Devarshi Saksena (pictured) of Simmons & Simmons considers the pros and cons of new onshore European hedge fund vehicles recently developed in Ireland, Malta and Luxembourg and whether or not they represent a real challenge to the traditional Cayman model…
Times are changing for onshore European hedge funds. The structures that were traditionally trumpeted as being rivals to offshore funds – namely the Luxembourg specialised investment fund (SIF), Malta’s professional investor fund (PIF) and Ireland’s PLC/unit trust qualifying investor alternative investment fund (QIAIF) – but which had regulator-driven and, at times, frustrating fund authorisation processes are slowly giving way to easier to launch, flexible, less regulated structures, that look dramatically closer to their offshore domiciled cousins than ever before.

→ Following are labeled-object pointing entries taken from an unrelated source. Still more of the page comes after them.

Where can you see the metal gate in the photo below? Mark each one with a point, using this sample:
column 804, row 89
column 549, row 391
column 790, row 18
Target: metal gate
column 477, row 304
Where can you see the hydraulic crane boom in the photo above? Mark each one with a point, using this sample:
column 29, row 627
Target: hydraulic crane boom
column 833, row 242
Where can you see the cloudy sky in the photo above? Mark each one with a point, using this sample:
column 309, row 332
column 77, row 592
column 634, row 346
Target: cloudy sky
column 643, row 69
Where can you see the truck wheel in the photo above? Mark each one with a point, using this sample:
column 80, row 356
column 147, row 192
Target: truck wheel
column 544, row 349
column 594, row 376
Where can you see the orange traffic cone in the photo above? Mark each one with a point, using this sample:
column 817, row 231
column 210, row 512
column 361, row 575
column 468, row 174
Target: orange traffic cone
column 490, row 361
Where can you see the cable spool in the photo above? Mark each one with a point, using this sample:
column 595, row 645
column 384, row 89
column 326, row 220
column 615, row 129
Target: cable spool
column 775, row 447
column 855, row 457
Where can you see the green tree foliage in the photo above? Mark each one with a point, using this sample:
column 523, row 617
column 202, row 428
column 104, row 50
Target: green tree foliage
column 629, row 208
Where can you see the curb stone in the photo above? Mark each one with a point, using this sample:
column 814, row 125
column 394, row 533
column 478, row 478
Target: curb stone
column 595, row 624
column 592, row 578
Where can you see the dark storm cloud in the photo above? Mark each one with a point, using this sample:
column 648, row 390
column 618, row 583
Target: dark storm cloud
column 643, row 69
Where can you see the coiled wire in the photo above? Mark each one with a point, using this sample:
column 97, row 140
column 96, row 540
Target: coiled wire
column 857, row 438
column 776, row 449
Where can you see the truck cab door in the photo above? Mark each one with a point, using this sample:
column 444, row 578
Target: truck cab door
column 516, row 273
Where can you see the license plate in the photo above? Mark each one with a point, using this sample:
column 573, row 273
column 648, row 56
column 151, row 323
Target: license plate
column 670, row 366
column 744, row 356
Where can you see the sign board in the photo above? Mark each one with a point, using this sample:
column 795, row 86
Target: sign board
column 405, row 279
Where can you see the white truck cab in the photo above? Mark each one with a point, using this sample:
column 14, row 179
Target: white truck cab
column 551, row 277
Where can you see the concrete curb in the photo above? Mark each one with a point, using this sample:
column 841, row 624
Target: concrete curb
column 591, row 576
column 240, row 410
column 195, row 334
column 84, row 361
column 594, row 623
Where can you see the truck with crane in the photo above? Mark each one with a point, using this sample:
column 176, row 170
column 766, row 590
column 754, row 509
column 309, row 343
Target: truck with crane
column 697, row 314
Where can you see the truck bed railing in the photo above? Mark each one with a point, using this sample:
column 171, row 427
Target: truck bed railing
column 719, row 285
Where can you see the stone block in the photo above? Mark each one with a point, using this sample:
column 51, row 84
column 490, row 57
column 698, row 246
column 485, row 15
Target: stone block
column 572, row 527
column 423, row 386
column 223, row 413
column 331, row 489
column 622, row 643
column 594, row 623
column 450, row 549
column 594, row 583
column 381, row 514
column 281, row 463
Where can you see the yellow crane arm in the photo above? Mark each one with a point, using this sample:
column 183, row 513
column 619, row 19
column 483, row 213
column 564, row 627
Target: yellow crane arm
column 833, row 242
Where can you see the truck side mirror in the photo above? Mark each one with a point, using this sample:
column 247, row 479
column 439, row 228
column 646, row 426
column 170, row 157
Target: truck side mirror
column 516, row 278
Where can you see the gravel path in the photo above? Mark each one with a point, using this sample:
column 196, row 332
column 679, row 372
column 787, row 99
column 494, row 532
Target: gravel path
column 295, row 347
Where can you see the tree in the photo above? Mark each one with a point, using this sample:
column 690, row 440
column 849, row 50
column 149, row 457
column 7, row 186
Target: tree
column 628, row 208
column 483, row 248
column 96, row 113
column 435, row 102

Last year saw the launch of the much publicised Irish ICAV, a new corporate QIAIF structure which involves a one day CBI authorisation process. 2016 has already seen Malta announce its own easier-to-launch hedge fund structure – the notified alternative investment fund (NAIF) – and, very shortly, Luxembourg which has historically been viewed as a country with a lengthy launch process heavily involving the CSSF – will also introduce its own business friendly hedge fund – the reserved alternative investment fund (RAIF).
So whilst it’s out with the old and in with the new, is the 2015/2016 class of European hedge fund structures likely to pose a real challenge to Cayman’s pre-eminent position for hedge fund vehicles or instead are they likely to be short-lived fads?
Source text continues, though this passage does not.